As I gear up for the school year to begin again, I find myself juggling my new schedule in my head. I teach a lot. That means a lot of time in front of students, but it also means a lot more time spent grading papers.
And I wonder when I will find time for my writing.
It’s the age old debate: work vs play. The delicate balance of the things I have to do and the things I want to do–and don’t get me wrong here. I love what I do. I love teaching. I love explaining words to students and reading their words. But I also love the characters who live in my head, and I want to give them a chance to stretch their legs on paper and screen.
I know, I know. I had an entire summer to get writing done. And I did! I am nearly finished with the second book in Klauden’s Ring. I just have to tweak a few more things. But when my classes begin on Monday, I worry about getting sucked into the whirlpool that is the semester–when other people’s words become more important than my own.

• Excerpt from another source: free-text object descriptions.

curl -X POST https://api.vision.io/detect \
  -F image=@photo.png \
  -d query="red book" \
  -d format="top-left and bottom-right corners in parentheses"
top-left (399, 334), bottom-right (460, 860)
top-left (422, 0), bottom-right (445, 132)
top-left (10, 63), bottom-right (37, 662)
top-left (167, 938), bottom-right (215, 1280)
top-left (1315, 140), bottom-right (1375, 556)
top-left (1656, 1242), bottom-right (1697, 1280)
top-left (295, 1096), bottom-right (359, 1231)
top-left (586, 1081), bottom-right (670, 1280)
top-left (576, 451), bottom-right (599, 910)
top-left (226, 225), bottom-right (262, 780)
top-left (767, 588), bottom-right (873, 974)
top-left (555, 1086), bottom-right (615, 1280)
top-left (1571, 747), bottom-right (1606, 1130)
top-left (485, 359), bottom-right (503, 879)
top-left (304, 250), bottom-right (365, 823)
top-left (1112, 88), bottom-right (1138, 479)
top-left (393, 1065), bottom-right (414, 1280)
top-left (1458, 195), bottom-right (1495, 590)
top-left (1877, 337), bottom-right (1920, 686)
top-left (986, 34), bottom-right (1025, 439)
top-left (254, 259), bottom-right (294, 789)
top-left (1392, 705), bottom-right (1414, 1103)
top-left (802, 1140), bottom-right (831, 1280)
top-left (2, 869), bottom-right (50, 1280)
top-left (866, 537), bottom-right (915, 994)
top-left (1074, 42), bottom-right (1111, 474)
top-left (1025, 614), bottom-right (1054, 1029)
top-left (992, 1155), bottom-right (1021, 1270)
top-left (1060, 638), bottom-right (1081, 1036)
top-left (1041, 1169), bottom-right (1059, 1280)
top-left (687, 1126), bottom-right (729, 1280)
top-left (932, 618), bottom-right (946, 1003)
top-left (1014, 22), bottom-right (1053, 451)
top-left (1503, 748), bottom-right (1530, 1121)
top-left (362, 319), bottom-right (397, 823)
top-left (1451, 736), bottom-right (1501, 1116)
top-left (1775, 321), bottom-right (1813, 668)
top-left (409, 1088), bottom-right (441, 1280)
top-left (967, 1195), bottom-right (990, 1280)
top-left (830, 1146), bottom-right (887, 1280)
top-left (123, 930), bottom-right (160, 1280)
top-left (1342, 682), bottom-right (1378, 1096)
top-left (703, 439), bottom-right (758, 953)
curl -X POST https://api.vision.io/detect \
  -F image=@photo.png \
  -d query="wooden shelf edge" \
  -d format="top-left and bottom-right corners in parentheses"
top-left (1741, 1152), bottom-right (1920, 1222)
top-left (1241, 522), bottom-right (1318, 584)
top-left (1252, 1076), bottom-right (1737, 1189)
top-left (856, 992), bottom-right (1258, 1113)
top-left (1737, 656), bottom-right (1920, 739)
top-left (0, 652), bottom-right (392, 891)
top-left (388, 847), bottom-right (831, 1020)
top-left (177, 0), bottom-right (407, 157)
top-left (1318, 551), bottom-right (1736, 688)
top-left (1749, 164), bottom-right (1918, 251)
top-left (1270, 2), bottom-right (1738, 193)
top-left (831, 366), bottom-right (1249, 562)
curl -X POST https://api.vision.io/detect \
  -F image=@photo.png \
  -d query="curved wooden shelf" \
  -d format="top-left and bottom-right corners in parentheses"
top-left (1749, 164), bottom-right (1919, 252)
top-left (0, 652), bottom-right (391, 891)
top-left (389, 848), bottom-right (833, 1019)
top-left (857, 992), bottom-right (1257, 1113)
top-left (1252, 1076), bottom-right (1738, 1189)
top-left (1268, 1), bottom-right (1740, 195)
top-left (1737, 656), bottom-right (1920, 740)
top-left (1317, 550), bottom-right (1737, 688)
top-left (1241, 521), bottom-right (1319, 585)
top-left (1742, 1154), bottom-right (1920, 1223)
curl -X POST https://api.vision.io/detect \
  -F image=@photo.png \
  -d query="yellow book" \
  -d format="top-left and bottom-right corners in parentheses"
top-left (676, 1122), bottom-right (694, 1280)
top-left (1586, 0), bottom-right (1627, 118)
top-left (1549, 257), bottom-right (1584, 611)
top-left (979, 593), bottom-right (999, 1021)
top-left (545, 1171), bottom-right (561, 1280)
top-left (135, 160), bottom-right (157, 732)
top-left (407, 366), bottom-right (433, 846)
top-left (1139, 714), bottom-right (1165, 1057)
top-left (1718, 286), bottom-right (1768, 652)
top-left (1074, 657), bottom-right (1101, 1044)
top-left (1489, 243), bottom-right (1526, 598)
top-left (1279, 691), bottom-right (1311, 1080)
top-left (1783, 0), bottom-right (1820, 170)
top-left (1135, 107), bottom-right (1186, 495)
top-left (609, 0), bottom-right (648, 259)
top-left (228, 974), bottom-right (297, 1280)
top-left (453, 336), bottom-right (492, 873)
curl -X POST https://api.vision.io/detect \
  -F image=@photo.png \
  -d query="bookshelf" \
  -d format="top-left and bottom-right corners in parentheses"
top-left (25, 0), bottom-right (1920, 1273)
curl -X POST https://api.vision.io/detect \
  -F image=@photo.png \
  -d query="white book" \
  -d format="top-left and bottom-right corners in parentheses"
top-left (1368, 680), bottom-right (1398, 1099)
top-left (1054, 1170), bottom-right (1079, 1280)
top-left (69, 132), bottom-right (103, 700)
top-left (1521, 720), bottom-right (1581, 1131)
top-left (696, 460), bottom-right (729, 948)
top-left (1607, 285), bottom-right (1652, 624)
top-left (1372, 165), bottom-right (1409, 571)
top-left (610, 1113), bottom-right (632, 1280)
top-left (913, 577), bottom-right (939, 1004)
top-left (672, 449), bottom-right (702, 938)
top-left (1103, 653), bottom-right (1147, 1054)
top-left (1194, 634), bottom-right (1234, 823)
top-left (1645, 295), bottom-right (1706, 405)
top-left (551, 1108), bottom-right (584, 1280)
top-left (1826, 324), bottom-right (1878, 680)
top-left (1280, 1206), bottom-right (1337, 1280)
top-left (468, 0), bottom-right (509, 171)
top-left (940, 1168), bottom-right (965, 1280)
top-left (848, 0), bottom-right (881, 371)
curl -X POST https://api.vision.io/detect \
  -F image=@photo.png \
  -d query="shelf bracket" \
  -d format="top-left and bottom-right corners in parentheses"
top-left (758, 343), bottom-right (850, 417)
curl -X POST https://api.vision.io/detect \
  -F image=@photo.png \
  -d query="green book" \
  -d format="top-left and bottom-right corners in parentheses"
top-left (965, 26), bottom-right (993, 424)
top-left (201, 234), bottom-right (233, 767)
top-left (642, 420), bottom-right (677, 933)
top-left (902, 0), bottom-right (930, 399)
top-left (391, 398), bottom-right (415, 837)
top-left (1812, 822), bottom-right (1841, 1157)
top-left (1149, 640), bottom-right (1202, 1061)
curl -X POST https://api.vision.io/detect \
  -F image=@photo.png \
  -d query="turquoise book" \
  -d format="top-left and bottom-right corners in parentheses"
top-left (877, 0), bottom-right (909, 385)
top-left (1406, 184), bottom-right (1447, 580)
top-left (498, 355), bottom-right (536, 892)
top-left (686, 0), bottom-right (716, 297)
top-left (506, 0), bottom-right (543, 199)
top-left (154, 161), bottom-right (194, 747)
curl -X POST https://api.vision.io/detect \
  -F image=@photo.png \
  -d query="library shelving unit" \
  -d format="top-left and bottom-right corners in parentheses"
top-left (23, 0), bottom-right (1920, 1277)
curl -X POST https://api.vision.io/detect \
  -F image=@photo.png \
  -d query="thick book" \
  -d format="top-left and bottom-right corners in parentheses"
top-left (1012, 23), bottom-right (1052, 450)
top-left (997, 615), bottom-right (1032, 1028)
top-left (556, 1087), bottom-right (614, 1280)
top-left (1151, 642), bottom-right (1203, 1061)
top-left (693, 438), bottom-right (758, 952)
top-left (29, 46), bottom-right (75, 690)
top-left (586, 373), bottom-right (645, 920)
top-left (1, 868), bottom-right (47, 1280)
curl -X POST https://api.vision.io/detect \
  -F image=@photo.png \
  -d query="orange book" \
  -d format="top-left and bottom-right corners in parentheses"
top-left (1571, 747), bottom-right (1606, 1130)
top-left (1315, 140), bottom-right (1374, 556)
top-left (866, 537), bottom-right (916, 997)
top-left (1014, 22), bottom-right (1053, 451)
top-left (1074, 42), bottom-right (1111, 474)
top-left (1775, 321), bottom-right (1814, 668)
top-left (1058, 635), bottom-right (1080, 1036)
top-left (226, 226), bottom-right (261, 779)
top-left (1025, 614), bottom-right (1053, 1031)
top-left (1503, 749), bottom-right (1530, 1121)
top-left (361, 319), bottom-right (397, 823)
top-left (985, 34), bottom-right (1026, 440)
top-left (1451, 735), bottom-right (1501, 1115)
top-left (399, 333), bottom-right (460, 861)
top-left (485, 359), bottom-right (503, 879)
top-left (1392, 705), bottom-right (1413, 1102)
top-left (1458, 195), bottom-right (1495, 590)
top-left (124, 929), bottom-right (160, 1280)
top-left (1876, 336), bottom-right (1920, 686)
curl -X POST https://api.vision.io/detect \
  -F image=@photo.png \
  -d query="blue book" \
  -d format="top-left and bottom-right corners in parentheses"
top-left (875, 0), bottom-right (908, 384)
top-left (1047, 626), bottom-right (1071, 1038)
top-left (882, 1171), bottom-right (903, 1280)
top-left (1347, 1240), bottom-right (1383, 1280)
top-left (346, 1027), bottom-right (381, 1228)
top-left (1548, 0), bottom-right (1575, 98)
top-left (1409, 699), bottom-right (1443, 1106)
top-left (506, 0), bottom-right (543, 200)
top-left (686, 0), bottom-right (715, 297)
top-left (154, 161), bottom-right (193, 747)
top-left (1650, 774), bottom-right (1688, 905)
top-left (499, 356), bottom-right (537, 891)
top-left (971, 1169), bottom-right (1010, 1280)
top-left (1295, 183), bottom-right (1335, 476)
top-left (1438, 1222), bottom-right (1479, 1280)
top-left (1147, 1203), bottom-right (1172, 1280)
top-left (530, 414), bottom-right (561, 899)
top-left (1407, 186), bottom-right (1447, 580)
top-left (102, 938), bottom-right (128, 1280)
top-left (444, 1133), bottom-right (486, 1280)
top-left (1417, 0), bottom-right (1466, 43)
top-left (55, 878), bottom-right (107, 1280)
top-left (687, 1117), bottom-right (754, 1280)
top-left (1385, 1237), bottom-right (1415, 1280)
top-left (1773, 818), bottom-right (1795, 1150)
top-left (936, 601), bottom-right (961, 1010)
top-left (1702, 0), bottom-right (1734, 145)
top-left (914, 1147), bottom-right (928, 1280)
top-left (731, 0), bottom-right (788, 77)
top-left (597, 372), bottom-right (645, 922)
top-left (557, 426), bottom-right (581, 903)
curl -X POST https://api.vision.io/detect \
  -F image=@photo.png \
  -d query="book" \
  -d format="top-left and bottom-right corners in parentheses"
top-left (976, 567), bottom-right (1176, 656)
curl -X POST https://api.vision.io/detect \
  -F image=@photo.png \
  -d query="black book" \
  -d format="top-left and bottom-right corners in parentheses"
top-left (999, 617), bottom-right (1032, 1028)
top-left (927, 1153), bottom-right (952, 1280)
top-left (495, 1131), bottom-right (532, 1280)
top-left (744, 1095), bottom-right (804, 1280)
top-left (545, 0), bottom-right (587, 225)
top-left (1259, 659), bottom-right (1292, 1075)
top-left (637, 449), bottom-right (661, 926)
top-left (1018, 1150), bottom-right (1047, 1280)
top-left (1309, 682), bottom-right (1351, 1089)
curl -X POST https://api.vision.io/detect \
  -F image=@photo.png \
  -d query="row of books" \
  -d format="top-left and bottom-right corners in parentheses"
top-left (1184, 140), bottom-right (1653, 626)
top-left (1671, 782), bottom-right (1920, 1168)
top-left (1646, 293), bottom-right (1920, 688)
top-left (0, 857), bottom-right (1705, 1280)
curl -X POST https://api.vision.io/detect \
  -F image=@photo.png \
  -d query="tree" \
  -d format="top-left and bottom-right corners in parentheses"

I just need to manage my time a little better. Focus more. Wander less. Have a schedule. Say “No” to extra obligations. Make it a habit. Work in brief spurts. Even a few minutes counts!
I’ve heard all of those things. And I’ve tried them. And sometimes they work. And sometimes they don’t.
I know I’m not the only one who struggles with the juggling act–work, play, homelife, family. I know that when I was in grad school I managed to teach and take classes and still had a brain leftover to spend time at home.
But I was younger then. And I didn’t have a child. And Netflix wasn’t around yet. And I didn’t have so many apps on my phone. (Back then, I was just excited to have a cell phone at all!)
Ah well. I’m happy to have such problems. And it will work itself out. It always does.